When it comes to controlling costs, reducing quality is one of the few levers we have. When it comes to developing software the trade-off we're making is usually not whether we make low or high-quality software, but whether we make low quality or no software.


In my experience, it seems like people who don't have much hands on experience are leading the show, and don't realize the value in well designed, clean code in minimizing bugs and and decreasing development and maintenance cost in the future.


A lot of views here are based around a capitalistic rational. Though true, I think there are many companies out there that value certain types of cultures, and some of those cultures include good quality software design.

But this is certainly not the majority.


Time is money and fast cheap and good often beats slow expensive and great in business.


Quality has an extremely broad definition. Everyone cares about quality, just not perfection. At some point, your defect density is acceptable.


Because _your_ code is fscked, and _your_ code is fscked, in fact all yours codez are facked!!

:points madly around the room:


Did you ever hear: "I love to code", "Writing code is so much fun" ?

Software is not made by grownups.
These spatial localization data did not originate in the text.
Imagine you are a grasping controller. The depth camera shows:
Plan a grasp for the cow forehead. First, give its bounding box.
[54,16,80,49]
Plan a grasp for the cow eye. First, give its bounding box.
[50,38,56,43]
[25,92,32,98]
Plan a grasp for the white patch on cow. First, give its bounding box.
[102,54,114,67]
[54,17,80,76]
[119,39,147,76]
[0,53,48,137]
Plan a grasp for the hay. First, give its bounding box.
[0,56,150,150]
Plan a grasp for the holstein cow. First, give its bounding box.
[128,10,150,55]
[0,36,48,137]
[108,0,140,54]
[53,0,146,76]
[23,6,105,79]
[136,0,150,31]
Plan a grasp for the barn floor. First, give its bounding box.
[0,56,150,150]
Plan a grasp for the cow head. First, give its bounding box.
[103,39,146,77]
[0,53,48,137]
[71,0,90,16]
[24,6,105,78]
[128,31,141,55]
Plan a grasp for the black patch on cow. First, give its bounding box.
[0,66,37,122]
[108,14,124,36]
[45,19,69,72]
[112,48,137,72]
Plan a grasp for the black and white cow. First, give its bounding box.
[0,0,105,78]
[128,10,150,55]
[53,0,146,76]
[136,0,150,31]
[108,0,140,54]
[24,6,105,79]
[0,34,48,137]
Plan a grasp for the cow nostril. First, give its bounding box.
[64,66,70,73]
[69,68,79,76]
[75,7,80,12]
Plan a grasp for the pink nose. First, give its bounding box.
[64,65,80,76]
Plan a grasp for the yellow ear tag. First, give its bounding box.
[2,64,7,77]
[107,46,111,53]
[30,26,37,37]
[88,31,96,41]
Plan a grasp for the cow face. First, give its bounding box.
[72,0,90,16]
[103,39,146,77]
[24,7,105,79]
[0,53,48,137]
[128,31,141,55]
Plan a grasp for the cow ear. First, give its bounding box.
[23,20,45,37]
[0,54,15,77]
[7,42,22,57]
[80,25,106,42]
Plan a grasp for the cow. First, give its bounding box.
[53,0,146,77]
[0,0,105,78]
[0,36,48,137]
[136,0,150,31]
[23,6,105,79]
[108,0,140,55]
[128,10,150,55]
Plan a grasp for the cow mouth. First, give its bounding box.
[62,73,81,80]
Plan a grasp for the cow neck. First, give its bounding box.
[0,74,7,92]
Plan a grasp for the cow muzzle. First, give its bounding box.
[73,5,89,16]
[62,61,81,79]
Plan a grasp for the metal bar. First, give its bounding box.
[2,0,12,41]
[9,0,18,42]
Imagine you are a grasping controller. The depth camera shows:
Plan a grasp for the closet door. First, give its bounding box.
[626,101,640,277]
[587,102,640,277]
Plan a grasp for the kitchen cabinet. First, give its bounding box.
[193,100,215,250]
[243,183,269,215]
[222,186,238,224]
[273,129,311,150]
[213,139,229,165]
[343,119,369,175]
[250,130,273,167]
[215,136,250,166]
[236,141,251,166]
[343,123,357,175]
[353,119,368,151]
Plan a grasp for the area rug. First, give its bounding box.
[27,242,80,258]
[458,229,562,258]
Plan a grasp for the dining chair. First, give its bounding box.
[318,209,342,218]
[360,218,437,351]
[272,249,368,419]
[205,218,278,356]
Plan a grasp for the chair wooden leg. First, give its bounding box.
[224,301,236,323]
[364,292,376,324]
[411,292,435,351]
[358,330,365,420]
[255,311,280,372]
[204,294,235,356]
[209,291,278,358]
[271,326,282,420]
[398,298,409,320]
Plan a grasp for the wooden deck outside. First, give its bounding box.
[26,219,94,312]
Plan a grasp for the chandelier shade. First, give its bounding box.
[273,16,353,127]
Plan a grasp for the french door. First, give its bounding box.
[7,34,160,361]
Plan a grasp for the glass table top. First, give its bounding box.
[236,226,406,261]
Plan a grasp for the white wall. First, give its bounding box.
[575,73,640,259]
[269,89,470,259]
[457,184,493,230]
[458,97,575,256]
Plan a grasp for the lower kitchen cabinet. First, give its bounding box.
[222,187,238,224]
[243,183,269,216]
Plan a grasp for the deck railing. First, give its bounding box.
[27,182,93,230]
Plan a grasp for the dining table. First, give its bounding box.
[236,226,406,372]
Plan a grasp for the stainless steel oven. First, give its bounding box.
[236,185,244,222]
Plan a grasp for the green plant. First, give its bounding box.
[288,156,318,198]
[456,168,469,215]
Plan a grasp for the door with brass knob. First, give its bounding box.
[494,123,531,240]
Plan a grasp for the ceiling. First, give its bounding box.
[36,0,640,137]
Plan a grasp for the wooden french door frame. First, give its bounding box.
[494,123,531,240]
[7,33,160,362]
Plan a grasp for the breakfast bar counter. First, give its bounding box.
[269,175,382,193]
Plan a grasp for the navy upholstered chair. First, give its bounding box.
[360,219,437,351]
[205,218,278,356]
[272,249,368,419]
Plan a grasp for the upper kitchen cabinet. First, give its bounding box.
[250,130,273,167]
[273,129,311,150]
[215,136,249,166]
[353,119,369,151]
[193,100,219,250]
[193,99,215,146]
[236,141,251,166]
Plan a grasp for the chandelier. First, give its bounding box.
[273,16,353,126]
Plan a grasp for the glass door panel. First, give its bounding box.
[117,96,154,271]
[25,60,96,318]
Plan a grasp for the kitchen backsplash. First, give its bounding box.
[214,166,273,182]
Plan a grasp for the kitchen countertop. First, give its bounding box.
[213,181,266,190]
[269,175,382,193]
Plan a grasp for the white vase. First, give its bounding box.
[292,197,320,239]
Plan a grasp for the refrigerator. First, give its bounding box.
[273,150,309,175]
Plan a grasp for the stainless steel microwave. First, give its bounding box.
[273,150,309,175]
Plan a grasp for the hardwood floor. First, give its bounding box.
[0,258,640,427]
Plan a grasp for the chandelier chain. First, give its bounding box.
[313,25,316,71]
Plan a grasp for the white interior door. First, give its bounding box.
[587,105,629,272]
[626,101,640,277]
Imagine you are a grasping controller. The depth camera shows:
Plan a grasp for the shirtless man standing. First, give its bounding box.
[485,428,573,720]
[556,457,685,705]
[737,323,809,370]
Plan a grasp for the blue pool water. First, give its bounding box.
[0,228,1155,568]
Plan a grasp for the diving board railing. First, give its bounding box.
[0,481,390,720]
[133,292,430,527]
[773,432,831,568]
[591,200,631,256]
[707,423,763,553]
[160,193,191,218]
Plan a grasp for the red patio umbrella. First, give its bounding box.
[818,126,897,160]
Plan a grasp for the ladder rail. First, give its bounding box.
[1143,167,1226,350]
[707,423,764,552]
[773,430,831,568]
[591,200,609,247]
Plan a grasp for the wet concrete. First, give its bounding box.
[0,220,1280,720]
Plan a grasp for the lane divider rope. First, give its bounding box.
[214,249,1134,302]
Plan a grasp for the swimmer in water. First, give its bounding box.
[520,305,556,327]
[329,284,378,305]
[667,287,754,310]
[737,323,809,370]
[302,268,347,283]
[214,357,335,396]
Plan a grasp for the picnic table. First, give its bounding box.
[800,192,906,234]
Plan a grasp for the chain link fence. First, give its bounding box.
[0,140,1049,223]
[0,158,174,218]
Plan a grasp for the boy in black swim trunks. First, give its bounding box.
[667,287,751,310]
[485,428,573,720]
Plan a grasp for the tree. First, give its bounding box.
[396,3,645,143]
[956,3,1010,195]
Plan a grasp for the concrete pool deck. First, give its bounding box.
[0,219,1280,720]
And for the most part the development is not managed by grownups. The problem is that so many can get away with childish behaviour.


This doesn't quite say, but seems to imply, that if all software was written by people punching in and our every day and having no fun whatsoever, software quality should improve.

I'm unconvinced by this argument. Maybe compliance with "best practices" would improve a bit, but I see very little evidence that the results would be good for the average user.

I'm pretty certain, for example, Rich Hickey was having fun at least some of the time when building Clojure -- his belief in it is palpable whenever I've seen one of his talks -- yet it's an incredibly well-thought-out, solid piece of software.

Lots of classic games were passion projects of an individual or a very small and close-knit team. Whether that's "quality" I guess depends on perspective. For me, a lot of classic games very definitely were, though (and a bug or two doesn't necessarily detract from the overall experience).


"Grownups" can't enjoy their work? Damn.


Here are just some causes (IMHO) of poor quality software:

1. Creative and intelligent people are forced into an industrialized process of distributed micromanagement (Scrum) which stifles their ability to create a truly wonderful product and instead leaves them feeling lost and producing their worst work.

2. Idiots are running the show.

3. Quality is seen by the above-mentioned idiots as a threat to the deadline, whereas the reality is that low quality spreads like cancer and kills projects before they can deliver unless a series of miracles occur, in which case they deliver over time, over budget, descoped, and full of bugs.

4. Implementing non-functional requirements (i.e. the environment in which features exist) doesn’t visibly demonstrate progress to stakeholders, so this activity is deprioritised in favour of building features so there will be something to demo at the next showcase and the project manager can keep his job. At some point, as developers try to implement non-functional requirements, they’re faced with features that haven’t implemented the non-functional parts and features that have to be rebuilt after the non-functional requirements are implemented. After some time, the developers “come clean” to the project manager about incomplete features when, in fact, those features couldn’t be completed at the time because the environment in which they are supposed to exist barely existed itself.